If you limit your life by the length of your skirt, then your sensibilities will reveal such.
DO NOT ask my opinion – instead feel fabric against your skin, and DRESS ACCORDINGLY‚Ä¶"
To accompany the exhibition, you won't find better insight than in both the aforementioned We Can Be Heroes book and also in Webb's As Seen in Blitz: Fashioning '80s Style, which I was really excited about when I met Webb out at the Bath in Fashion event. To summarise, Blitz (unrelated to the club night that was happening concurrently) along with i-D and The Face was part of the trio of exciting magazines that really changed the fashion publishing game. Actually "fashion publishing" is too rudimentary a category to put Blitz in. Way back when there was no "alternative" to mainstream titles, Blitz, set up by Carey Labovitch and Simon Tesler, with Webb helming the fashion tone, really did break boundaries that we now take for granted in fashion editorials. Gender bending, nudity, commentary on religion and race, epoch and subculture referencing and the mere idea of masking the clothes that they were shooting – Blitz did all of that and in a way that would influence future generations of industry biggies such as Katie Grand (who provided the foreword to the book), Simon Foxton (whose CSM graduate collection was featured in the mag) and Hamish Bowles, whose personal collection of sample sale Chanel is featured in the magazine from when he was a junior editor at Harpers & Queen.
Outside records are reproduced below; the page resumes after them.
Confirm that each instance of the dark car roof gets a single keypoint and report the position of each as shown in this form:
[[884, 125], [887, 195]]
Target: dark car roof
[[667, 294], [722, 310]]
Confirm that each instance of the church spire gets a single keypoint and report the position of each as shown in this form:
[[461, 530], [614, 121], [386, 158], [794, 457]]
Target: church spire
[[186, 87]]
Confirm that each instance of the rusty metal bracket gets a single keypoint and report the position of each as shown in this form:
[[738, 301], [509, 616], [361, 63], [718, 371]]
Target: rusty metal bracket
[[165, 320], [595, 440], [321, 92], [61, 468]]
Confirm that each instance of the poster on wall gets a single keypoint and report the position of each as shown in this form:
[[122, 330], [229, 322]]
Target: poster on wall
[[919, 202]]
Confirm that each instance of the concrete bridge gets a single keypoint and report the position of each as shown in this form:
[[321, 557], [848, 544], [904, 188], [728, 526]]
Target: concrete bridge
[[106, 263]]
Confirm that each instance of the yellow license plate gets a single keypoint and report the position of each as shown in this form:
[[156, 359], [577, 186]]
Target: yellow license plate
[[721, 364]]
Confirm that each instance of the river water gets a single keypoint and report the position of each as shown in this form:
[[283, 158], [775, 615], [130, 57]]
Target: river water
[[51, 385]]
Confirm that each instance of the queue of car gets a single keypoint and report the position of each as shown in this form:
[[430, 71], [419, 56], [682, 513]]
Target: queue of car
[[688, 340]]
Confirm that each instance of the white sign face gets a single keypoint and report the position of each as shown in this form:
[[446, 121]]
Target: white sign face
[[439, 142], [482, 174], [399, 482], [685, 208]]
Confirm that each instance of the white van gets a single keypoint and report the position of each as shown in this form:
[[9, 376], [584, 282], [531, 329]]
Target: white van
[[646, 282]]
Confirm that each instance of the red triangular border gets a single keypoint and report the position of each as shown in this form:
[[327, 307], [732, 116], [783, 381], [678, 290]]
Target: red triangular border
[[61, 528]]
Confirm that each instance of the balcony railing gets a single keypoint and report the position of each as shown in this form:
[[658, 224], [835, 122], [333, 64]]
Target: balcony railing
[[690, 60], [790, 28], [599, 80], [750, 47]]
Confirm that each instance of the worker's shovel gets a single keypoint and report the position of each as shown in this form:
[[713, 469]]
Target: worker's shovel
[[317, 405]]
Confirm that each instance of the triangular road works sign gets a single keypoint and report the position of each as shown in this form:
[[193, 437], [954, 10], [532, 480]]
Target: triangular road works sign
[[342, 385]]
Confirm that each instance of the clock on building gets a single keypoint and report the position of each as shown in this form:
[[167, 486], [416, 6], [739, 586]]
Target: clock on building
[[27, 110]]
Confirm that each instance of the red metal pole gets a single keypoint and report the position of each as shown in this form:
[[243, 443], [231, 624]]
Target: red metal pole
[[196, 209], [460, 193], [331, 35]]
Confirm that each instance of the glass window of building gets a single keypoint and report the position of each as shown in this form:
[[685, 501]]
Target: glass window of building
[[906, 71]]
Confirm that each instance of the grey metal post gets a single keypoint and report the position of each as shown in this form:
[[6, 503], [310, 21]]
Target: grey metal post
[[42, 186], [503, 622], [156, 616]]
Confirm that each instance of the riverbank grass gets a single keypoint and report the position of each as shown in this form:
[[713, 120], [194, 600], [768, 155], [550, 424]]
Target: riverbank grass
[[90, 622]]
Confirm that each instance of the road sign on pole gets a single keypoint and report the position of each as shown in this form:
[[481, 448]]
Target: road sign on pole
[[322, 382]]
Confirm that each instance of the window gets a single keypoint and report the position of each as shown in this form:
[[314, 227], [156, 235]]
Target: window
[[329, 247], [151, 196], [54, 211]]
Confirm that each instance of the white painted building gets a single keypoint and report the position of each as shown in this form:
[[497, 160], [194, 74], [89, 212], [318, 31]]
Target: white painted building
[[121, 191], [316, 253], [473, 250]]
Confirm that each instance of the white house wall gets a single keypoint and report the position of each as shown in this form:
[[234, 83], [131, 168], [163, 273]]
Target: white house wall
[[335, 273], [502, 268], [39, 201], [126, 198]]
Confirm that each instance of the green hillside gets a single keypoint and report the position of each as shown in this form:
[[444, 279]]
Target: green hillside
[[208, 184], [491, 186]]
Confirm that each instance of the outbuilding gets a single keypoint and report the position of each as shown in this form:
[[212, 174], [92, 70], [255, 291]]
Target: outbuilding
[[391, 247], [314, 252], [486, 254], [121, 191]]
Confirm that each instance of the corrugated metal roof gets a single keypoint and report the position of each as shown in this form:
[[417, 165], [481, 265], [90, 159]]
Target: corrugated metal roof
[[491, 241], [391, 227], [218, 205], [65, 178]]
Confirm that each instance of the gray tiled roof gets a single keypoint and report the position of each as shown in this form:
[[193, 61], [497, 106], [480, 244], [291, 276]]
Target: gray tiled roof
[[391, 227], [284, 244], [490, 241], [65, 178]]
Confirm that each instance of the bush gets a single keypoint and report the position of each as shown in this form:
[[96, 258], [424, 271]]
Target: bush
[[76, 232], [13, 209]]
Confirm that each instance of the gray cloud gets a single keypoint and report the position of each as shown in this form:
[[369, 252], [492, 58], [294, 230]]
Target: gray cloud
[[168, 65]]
Traces of the publication on the internet are scant and physical copies are even more rare and so this has been the coffee table book that keeps on giving. Webb could have easily put together a back catalogue of imagery from the magazine and that would have been enough, given the fact that many people seen them before. Ever the consummate journalist, editor and writer, Webb has interviewed the models, creatives, designers, photographers, stylists, make-up artists and hair stylists involved on the shoots to give much needed context and background to the images. The list of interviewees is long and illustrious; Nick Knight, Marc Ascoli, Judy Blame, Stephen Jones, Marc Jacobs and Katherine Hamnett are just a few that have given words. There's also a brilliant back section of longer length interviews with the likes of Anna Piaggi, Jean-Paul Gaultier and Calvin Klein. The first three lines set out here from the Blitz Fashion Manifesto as writtein by Webb in 1985 as well as a shoot featuring a t-shirt, which reads "We are not here to sell clothes" just about sums up the fearless attitude of Blitz – something that has definitely gone amiss in today's fashion landscape.